All are fortunate parts of the growing economy. But the fact is that these glistening supply chains of higher value-added don’t reach far enough into the dark corners of poverty to make a difference.
The middle-class economy can subsist on its own and frankly has no existential need to develop the poorer and less efficient parts of the economy.
Given the substantial and still growing remittances of OFWs and the export earnings from BPO services (already poised to surpass remittances in the near future), there is enough foreign exchange to go around to import the things the domestic economy is too inefficient to produce — good peanuts, among others.
What is needed to complete the domestic supply chain? Amalgamation, classification and standardization. Transport and logistics costs, for instance, could be lowered if large-enough areas specialized in the same crop. Technology and agricultural extension could improve quality standards to the point where output could be bought in higher-price markets. Well-defined market standards for such things as size, color, moisture content — with corresponding price differences — would provide farmers with definite ideas for which market niches to produce. Consolidated buying and selling would reduce transaction costs and provide access to larger markets.
The problem is, who is responsible for these functions, particularly in a post-agrarian reform era? Who should (must) play the role of Frank Knight’s entrepreneur, that residual claimant after all factors of production have been paid? Small farmers themselves will protest that, being on the margin of subsistence, they have access to neither credit, nor technology, nor markets to organize things for themselves. Nor is it reasonable to expect people like Frux Llana or other small businesses to do the job: they are saddled with their own problems.
That leaves only the large-business sector, the government, and private philanthropy. None of these is without its own problems. For starters, neither the government nor philanthropy has any core competence in organizing production or markets.

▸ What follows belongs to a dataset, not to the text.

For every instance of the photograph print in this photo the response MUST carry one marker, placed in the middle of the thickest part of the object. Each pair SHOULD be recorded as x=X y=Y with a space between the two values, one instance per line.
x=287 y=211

As for big business and finance, the temptation to construct malls, condos and expressways, and the lucre from car and housing loans must seem eminently more compelling than the prospect of having to deal with hundreds of fractious small producers, scheming local governments, and ransom-seeking insurgents — and for what result? Peanuts. (Sorry, couldn’t resist that.)
There are, of course, exceptions. Intrepid business people like Messrs. Senen Bacani, John Perrine, and Philip Soliven have managed to thrive in challenging areas by working with local leaders or organized cooperatives. Corporations like Jollibee and Nestlé have their own versions of working around the problem of dispersed ownership among small producers, which has undoubtedly made it more difficult to achieve the organization of large-scale output.
In all cases, what has invariably worked is a combination of social preparation, reliable local leadership, and a large established business partner.
At least thus far, these appear to provide the ingredients needed to overcome Coasian transactions costs and form either markets or lasting relationships.
But these exceptions are well known because they are so few. They are also fraught with implicit costs and draw on scarce and unique talents, so the question remains whether they are replicable on any wider scale or are just freaks of nature. Until that is settled, Mrs. Llana will just have to source her peanuts from Vietnam and China.
And in the meantime the only value-added local peanut producers can expect is from those vendors whose pushcarts-cum-stoves artfully dodge Manila traffic to serve up fresh-boiled peanuts on demand. No moisture content problem there.